An “unsettling and engaging” novel about contemporary South Africa, from the Man Booker Prize–winning author of The Promise (The Telegraph).
Adam Napier leaves Johannesburg looking for a fresh start. Jobless and directionless, but with a head full of literary ambitions, he moves into his brother’s dilapidated house on the edge of a backwater town. One day he encounters Canning, a man who claims Adam saved his life in their school days. Adam does not remember him at all. But he plays along and, for a time, enjoys all that Canning has: a vast fortune and game preserve inherited from his father, and a beautiful, mysterious younger wife to whom Adam is compulsively, dangerously drawn.
“An antipastoral, post-apartheid noir” (Publishers Weekly) by “a worthy heir to Gordimer and Coetzee”, The Imposter evokes a glittering world of the moneyed old guard, newly empowered black Africans, and the betrayal and obsessions hiding in the shadows of the new South African dream (The Guardian, UK).

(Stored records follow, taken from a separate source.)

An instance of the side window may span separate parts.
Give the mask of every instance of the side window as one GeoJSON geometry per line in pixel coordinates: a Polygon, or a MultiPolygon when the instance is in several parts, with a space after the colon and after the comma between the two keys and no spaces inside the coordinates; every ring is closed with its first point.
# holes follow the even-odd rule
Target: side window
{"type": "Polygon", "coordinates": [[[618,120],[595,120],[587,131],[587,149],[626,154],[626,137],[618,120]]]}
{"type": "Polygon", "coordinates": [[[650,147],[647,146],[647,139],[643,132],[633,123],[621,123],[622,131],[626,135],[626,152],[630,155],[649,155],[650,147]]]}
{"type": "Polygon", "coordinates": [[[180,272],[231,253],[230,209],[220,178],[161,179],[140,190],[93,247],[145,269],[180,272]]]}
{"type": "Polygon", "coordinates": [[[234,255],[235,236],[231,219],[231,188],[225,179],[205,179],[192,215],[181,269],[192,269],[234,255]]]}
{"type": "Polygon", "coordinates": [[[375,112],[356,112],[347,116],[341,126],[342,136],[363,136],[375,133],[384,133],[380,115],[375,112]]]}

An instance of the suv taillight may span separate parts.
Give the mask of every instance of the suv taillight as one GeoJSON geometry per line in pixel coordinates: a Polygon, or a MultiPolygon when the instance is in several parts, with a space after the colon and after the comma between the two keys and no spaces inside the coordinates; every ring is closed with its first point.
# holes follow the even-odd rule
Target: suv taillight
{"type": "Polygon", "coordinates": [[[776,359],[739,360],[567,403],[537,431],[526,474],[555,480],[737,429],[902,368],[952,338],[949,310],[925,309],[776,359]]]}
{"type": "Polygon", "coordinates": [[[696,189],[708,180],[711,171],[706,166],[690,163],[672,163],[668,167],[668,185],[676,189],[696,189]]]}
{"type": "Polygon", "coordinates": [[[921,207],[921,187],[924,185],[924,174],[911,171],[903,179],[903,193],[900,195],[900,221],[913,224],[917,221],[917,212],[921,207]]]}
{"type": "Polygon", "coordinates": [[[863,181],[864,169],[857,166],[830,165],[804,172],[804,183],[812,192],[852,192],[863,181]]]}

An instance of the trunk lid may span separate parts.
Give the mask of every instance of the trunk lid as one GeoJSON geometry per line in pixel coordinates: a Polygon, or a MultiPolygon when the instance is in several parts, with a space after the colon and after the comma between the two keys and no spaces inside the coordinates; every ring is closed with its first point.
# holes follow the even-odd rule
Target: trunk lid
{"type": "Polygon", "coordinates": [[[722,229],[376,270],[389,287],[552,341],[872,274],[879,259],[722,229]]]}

In this bleak and thrilling novel, the fifth from Booker Prize nominee Galgut, the author creates an antipastoral, postapartheid noir that centers around Adam Napier, a depressed poet who retreats to a rural South African town to write. Rather than write, Adam drinks and wallows in depression. The story accelerates once he meets Canning, a former schoolmate who regards Adam as a personal hero even though Adam cannot remember him. As it turns out, Canning is a wealthy businessman with a vendetta against his dead father: he plans to transform an idyllic game preserve his father owned into a golf course. While Canning facilitates business between corrupt politicians and shady businessmen, Adam sinks deeper into a moral quagmire and continues to fail as a poet. At the heart of this tightly wound novel is a story of betrayal within an individual, among friends and neighbors and within a society. With Adam, Galgut has created a transcendent loser, a contemporary cousin to Bellow's magnificent Tommy Wilhelm in Seize the Day.